Platform Explorer / Nuxeo Platform 2021

Bundle org.nuxeo.ecm.core.bulk

In bundle group org.nuxeo.ecm.core

Documentation

  • README.md

    nuxeo-core-bulk

    About

    This module provides the ability to execute actions asynchronously on a -possibly large- set of documents. This is done by leveraging Nuxeo Streams that bring scalability and fault tolerance.

    Definitions

    • document set: a list of documents from a repository represented as a list of document identifiers.

    • action: an operation that can be applied to a document set.

    • command: a set of parameters building a request to apply an action on a document set.

    • bucket: a portion of a document set that fits into a stream record.
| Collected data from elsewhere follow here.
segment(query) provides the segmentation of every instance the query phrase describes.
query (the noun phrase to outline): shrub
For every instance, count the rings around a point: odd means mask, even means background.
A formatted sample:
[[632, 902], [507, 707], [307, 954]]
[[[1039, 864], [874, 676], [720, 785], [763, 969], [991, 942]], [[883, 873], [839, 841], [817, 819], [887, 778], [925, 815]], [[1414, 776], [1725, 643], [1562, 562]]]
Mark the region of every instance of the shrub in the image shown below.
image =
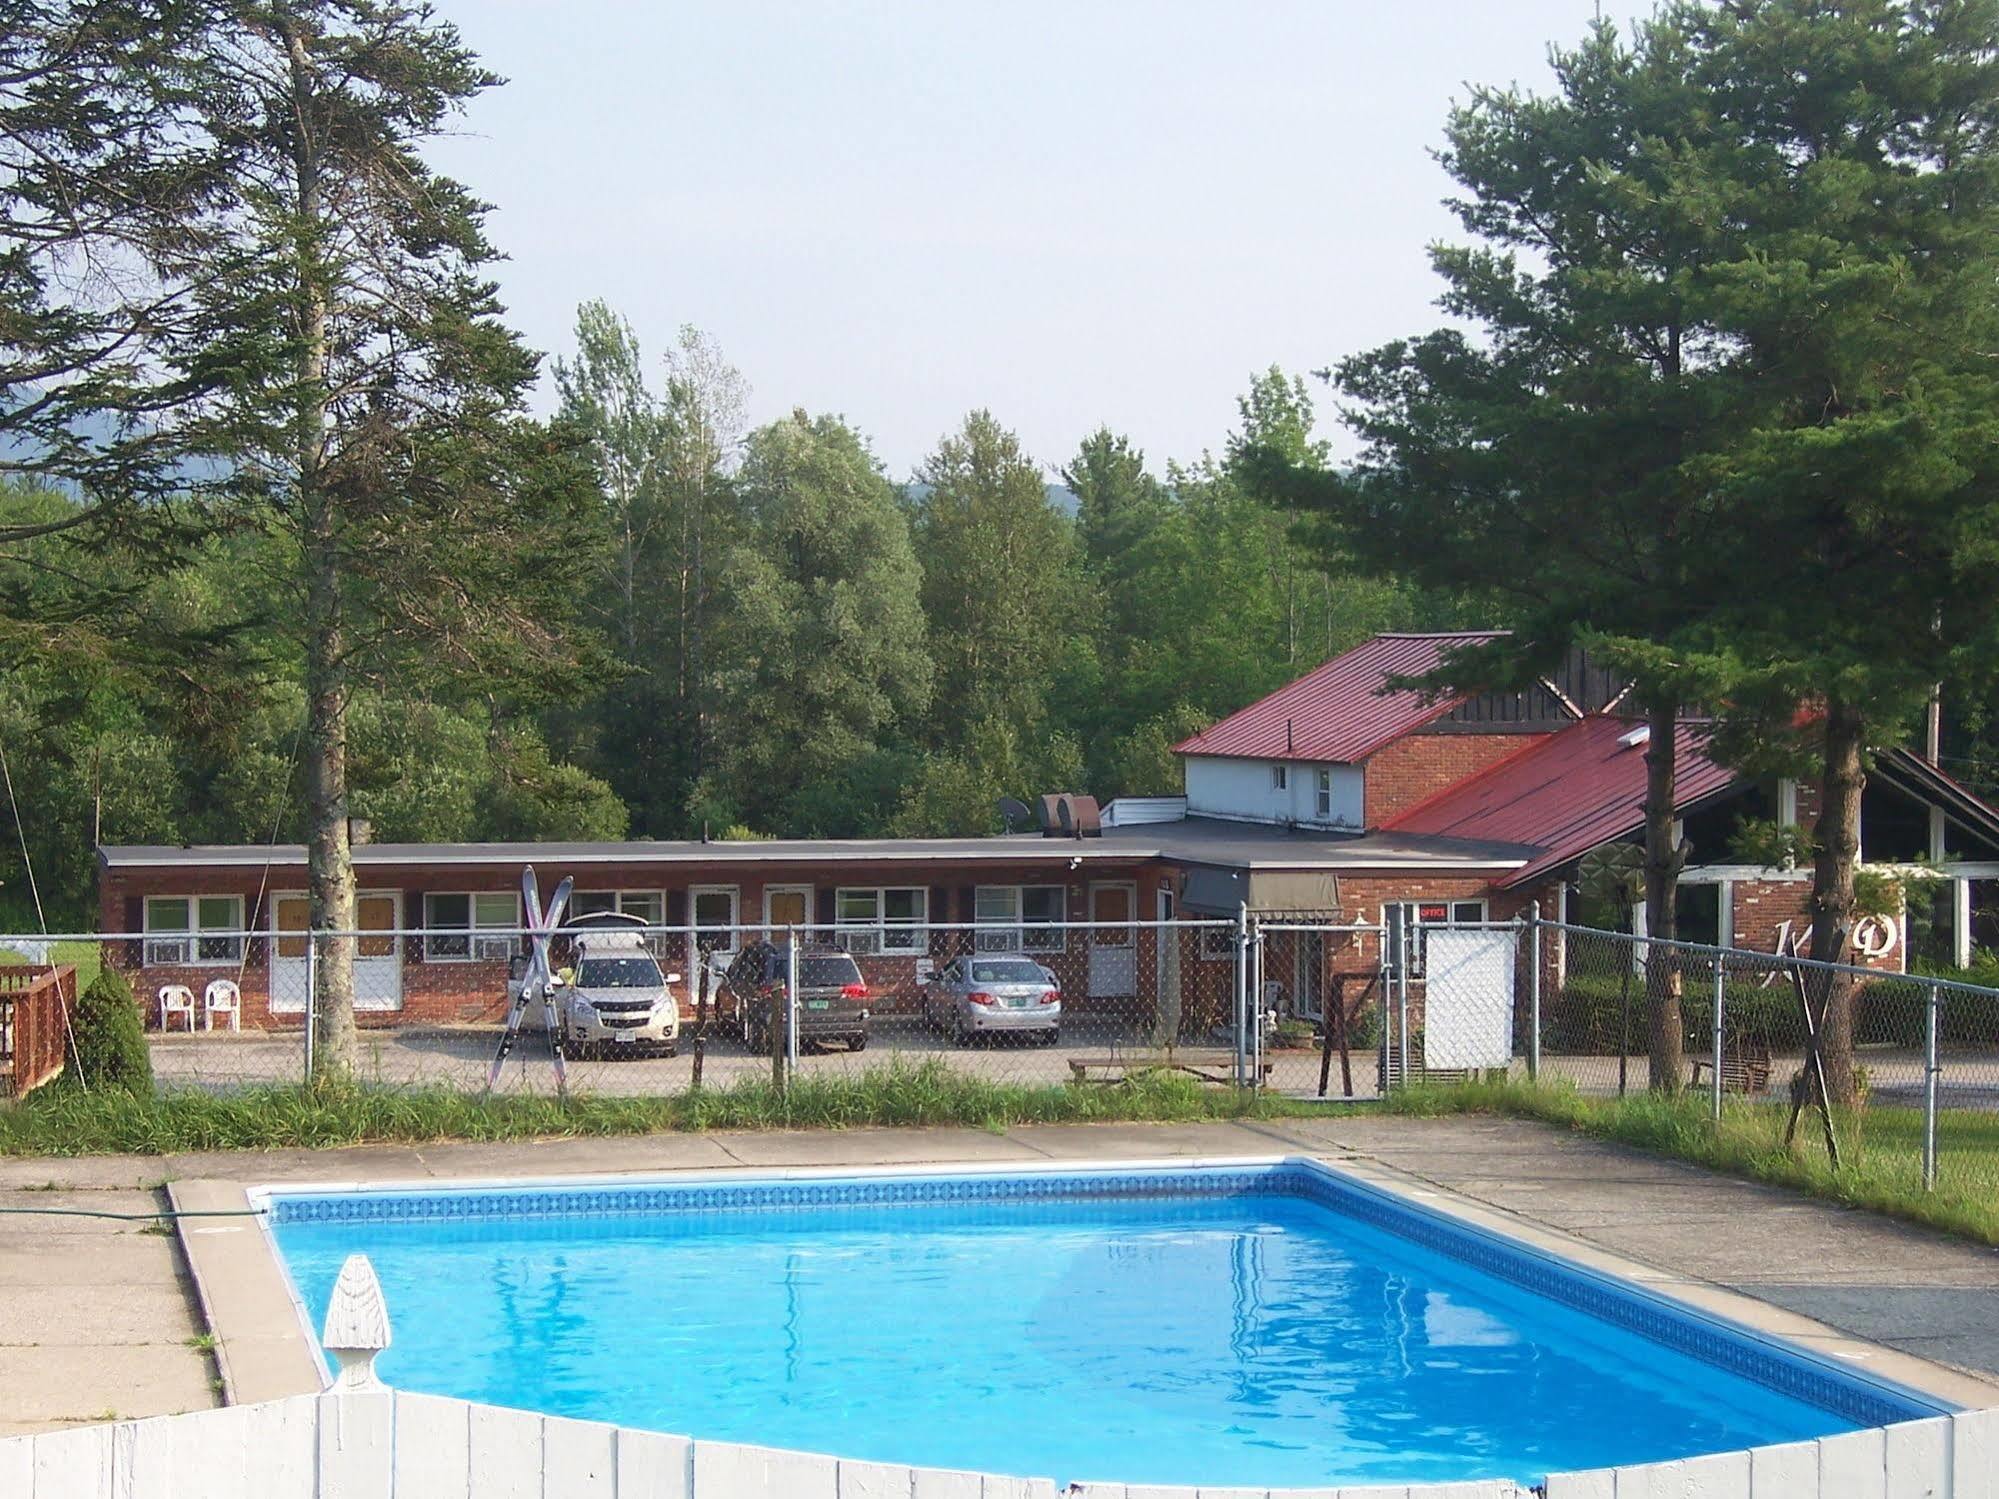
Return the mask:
[[150, 1097], [153, 1061], [146, 1023], [125, 975], [100, 968], [70, 1007], [70, 1065], [63, 1076], [79, 1088]]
    • batch: a smaller (or equals) portion of a bucket where the action is applied within a transaction.

    Requirements

    To work properly the Bulk Service need a true KeyValue storage to store the command its status, there are 2 possibles choices:

    • Use RedisKeyValueStore this is the case if you have nuxeo.redis.enabled=true in your nuxeo.conf.
    • Use MongoDBKeyValueStore this is the case if you are using the mongodb template.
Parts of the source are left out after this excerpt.